From: Benjamin Poirier <bpoirier@nvidia.com>
To: Mike Manning <mvrmanning@gmail.com>
Cc: Netdev <netdev@vger.kernel.org>, David Ahern <dsahern@gmail.com>,
Saikrishna Arcot <sarcot@microsoft.com>,
Craig Gallek <kraig@google.com>
Subject: Re: [PATCH] net: prefer socket bound to interface when not in VRF
Date: Mon, 27 Jun 2022 09:05:37 +0900 [thread overview]

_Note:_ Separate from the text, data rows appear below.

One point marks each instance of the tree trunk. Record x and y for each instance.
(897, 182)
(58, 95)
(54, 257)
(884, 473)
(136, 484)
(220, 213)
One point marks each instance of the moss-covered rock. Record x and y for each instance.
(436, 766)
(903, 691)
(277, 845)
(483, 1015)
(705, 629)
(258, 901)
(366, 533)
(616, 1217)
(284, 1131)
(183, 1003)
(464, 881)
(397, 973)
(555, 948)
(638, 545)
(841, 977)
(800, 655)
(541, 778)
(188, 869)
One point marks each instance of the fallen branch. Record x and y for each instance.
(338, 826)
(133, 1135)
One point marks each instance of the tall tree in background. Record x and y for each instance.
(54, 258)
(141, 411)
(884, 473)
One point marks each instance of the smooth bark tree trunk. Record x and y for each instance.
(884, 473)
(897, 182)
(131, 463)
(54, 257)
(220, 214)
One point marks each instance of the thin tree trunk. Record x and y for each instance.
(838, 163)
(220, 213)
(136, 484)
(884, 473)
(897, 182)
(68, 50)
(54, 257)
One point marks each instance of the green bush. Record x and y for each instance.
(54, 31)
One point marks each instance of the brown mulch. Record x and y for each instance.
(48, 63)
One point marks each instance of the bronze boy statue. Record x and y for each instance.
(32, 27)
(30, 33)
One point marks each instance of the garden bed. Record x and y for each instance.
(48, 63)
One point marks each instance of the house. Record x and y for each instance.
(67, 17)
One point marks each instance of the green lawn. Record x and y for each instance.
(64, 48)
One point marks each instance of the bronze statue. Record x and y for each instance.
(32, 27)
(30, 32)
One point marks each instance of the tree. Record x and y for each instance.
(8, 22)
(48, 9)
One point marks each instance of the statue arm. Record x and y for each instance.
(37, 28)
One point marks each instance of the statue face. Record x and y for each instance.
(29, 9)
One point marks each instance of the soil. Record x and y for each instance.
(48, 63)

Message-ID: <Yrj0UWOQM8QNqJqu@d3> (raw)
In-Reply-To: <9b37fcae-214c-3a5b-d976-8c94632184d0@gmail.com>
On 2022-06-26 23:25 +0100, Mike Manning wrote:
> On 13/06/2022 04:14, Benjamin Poirier wrote:
> > On 2021-10-05 14:03 +0100, Mike Manning wrote:
[...]
> > Hi Mike,
> >
> > I was looking at this commit, 8d6c414cd2fb ("net: prefer socket bound to
> > interface when not in VRF"), and I get the feeling that it is only
> > partially effective. It works with UDP connected sockets but it doesn't
> > work for TCP and UDP unconnected sockets.
> >
> > The compute_score() functions are a bit misleading. Because of the
> > reuseport shortcut in their callers (inet_lhash2_lookup() and the like),
> > the first socket with score > 0 may be chosen, not necessarily the
> > socket with highest score. In order to prefer certain sockets, I think
> > an approach like commit d894ba18d4e4 ("soreuseport: fix ordering for
> > mixed v4/v6 sockets") would be needed. What do you think?
>
> Hi Benjamin,
>
> We had never observed any issues with any of our configurations. The VRF changes introduced
>
> in 7e225619e8af result in a failure being returned when there is no device match, which satisfies
>
> the requirements for VRF handling so unbound vs. bound to an l3mdev - the score is irrelevant.
>
> However, 8d6c414cd2fb was subsequently needed as unbound and bound sockets were scored
>
> equally, so that fix reinstated a higher score needed for sockets bound to an interface. Wrt to
>
> your query, the scoring resolved the issue. I am unaware of any problematic use-cases, but in
>
> any case, my changes are in line with the current approach.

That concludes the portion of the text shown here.